O autor escreve que “as despesas públicas, sejam elas primárias ou vinculadas ao serviço da dívida, expandem a demanda agregada e podem vir a pressionar a inflação” e que “pode-se compreender que ambos fossem motivo de crítica, mas protestar contra os gastos autorizados pela PEC e simultaneamente defender a manutenção das absurdas taxas de juros fixadas pelo Banco Central desafia a lógica”. Concordo. Como ele diz, são dois pesos e duas medidas.

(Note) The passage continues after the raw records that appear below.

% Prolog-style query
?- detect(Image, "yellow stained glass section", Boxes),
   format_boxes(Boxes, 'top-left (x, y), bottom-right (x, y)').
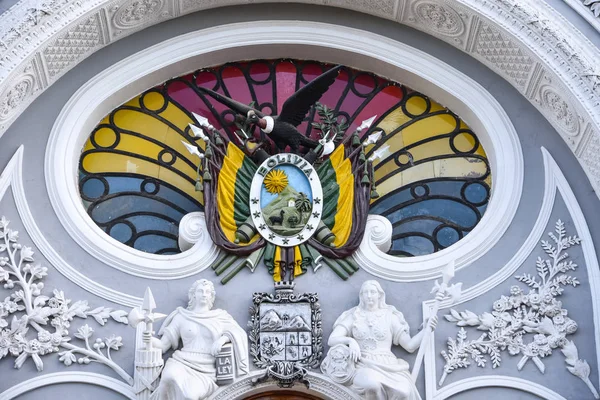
top-left (370, 94), bottom-right (491, 202)
top-left (81, 93), bottom-right (204, 205)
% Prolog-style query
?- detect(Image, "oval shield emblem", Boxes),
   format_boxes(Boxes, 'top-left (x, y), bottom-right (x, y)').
top-left (250, 154), bottom-right (323, 247)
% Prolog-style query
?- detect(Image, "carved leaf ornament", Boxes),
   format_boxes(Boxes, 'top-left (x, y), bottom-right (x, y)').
top-left (441, 220), bottom-right (600, 398)
top-left (0, 216), bottom-right (133, 384)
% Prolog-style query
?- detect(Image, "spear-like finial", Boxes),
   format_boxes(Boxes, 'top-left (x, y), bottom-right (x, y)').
top-left (189, 124), bottom-right (209, 142)
top-left (181, 141), bottom-right (205, 159)
top-left (142, 287), bottom-right (156, 313)
top-left (368, 145), bottom-right (391, 162)
top-left (362, 129), bottom-right (384, 147)
top-left (128, 288), bottom-right (166, 350)
top-left (192, 112), bottom-right (212, 129)
top-left (357, 115), bottom-right (377, 132)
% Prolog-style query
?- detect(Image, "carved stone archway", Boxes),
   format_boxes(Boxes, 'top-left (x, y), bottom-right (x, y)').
top-left (209, 372), bottom-right (359, 400)
top-left (243, 391), bottom-right (323, 400)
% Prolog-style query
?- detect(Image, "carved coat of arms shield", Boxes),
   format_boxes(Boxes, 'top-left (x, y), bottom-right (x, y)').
top-left (248, 283), bottom-right (322, 387)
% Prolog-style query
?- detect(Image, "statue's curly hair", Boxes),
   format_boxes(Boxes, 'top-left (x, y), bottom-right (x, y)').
top-left (187, 279), bottom-right (216, 310)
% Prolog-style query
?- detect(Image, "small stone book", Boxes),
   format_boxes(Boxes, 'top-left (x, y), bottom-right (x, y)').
top-left (216, 344), bottom-right (234, 385)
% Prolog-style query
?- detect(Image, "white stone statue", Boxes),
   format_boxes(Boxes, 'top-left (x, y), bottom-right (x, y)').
top-left (149, 279), bottom-right (249, 400)
top-left (321, 280), bottom-right (440, 400)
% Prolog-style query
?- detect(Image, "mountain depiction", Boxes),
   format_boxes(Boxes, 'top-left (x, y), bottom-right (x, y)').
top-left (260, 309), bottom-right (283, 331)
top-left (286, 315), bottom-right (310, 331)
top-left (260, 309), bottom-right (311, 332)
top-left (263, 186), bottom-right (312, 236)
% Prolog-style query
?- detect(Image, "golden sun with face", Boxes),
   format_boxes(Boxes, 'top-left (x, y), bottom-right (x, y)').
top-left (264, 169), bottom-right (288, 194)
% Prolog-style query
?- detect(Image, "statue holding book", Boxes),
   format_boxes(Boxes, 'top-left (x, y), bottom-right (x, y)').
top-left (147, 279), bottom-right (249, 400)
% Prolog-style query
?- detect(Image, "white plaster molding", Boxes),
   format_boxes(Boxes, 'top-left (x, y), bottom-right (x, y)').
top-left (433, 375), bottom-right (567, 400)
top-left (209, 370), bottom-right (359, 400)
top-left (178, 211), bottom-right (208, 252)
top-left (46, 22), bottom-right (523, 281)
top-left (562, 0), bottom-right (600, 34)
top-left (0, 211), bottom-right (133, 381)
top-left (0, 0), bottom-right (600, 196)
top-left (47, 60), bottom-right (219, 280)
top-left (0, 146), bottom-right (142, 307)
top-left (420, 147), bottom-right (600, 399)
top-left (0, 371), bottom-right (136, 400)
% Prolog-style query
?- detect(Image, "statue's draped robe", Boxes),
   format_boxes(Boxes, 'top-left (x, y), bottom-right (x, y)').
top-left (151, 307), bottom-right (249, 400)
top-left (335, 306), bottom-right (422, 400)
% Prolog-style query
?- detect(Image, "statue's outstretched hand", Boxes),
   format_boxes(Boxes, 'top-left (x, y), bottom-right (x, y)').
top-left (348, 338), bottom-right (361, 363)
top-left (426, 315), bottom-right (438, 331)
top-left (211, 336), bottom-right (230, 356)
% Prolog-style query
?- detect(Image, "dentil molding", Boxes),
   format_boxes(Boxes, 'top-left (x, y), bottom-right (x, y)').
top-left (1, 0), bottom-right (600, 197)
top-left (45, 22), bottom-right (522, 280)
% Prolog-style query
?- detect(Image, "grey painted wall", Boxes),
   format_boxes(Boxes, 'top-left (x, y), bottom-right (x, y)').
top-left (0, 3), bottom-right (599, 399)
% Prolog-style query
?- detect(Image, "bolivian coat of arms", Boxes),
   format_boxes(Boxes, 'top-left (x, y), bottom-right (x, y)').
top-left (247, 282), bottom-right (322, 388)
top-left (184, 65), bottom-right (385, 283)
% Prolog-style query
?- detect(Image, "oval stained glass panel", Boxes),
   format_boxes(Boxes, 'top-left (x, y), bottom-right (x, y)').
top-left (79, 59), bottom-right (491, 256)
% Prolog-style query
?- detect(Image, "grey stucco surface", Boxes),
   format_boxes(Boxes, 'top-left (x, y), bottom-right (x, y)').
top-left (0, 3), bottom-right (599, 399)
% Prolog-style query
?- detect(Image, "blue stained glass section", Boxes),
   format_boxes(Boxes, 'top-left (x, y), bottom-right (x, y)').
top-left (390, 236), bottom-right (434, 257)
top-left (371, 179), bottom-right (489, 256)
top-left (81, 178), bottom-right (107, 200)
top-left (82, 174), bottom-right (202, 253)
top-left (134, 234), bottom-right (178, 254)
top-left (109, 223), bottom-right (134, 243)
top-left (126, 215), bottom-right (178, 235)
top-left (386, 199), bottom-right (478, 229)
top-left (436, 226), bottom-right (461, 247)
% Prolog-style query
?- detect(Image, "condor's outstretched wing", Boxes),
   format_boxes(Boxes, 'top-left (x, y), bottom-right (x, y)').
top-left (197, 86), bottom-right (264, 118)
top-left (277, 65), bottom-right (343, 127)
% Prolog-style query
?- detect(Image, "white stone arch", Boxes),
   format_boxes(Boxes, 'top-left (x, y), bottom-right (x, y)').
top-left (45, 21), bottom-right (522, 280)
top-left (1, 0), bottom-right (600, 195)
top-left (208, 371), bottom-right (359, 400)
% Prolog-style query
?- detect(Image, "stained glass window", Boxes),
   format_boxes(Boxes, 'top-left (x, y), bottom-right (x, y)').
top-left (79, 59), bottom-right (491, 256)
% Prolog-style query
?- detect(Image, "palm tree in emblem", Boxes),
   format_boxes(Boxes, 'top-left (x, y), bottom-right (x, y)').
top-left (295, 193), bottom-right (311, 214)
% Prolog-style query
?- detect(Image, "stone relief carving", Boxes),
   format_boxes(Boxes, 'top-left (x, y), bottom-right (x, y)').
top-left (412, 1), bottom-right (465, 36)
top-left (537, 83), bottom-right (581, 138)
top-left (108, 0), bottom-right (171, 38)
top-left (322, 0), bottom-right (396, 18)
top-left (440, 220), bottom-right (600, 399)
top-left (320, 280), bottom-right (443, 399)
top-left (473, 23), bottom-right (534, 89)
top-left (0, 215), bottom-right (132, 383)
top-left (583, 0), bottom-right (600, 17)
top-left (0, 70), bottom-right (36, 123)
top-left (580, 132), bottom-right (600, 186)
top-left (248, 281), bottom-right (323, 388)
top-left (42, 14), bottom-right (103, 79)
top-left (138, 279), bottom-right (249, 400)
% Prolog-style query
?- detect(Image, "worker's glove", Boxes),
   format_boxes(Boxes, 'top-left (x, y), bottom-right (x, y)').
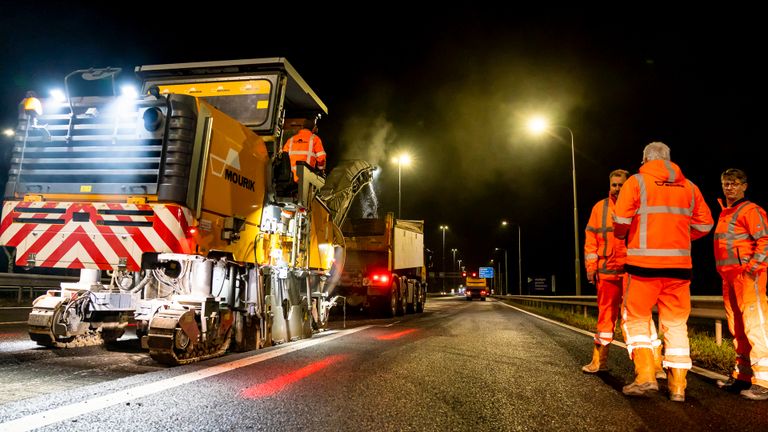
top-left (587, 271), bottom-right (596, 284)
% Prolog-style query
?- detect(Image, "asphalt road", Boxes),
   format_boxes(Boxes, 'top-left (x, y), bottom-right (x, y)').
top-left (0, 296), bottom-right (766, 431)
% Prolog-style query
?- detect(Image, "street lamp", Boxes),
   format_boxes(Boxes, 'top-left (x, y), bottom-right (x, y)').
top-left (501, 220), bottom-right (523, 296)
top-left (494, 248), bottom-right (508, 295)
top-left (440, 225), bottom-right (448, 292)
top-left (527, 117), bottom-right (582, 296)
top-left (451, 248), bottom-right (458, 271)
top-left (392, 153), bottom-right (411, 219)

Mas novamente discordo de que a saída única está reduzida a essa PEC. Com seu conhecimento e sua autoridade, esperava uma defesa da transformação deste Estado Transferidor de Renda para Cima chamado Brasil. Do jeito que foi formatado, o discurso não mira em resolver uma questão estrutural. Apenas aponta para a cortina de fumaça legalista/moralista: uma PEC que fique dentro de comportamento contábil defensável em nome de ser auxílio à população desamparada. Se a saída for somente essa, haverá mil outras PECs (como haverá mil outras reformas da Previdência), mesmo que no lugar de PEC da Gastança ou PEC do Estouro a gente use nomes mais generosos. Eu até sugiro três: PEC do Papai Noel, PEC da Inocência Recorrente e PEC do Coelhinho da Páscoa. Em resumo, temo que o próximo artigo tenha como título “A PEC, outra vez!”. Dar ares de legalidade/moralidade ao tema esconde a falsa dicotomia de que o problema ou a solução é a PEC e não o Estado.

PS – Carlo Ginzburg escreveu um livro lindo, O queijo e os vermes. Mostrou que olhar a micro-história ensina a olhar a (macro) história. Vale para a economia de nossos tempos.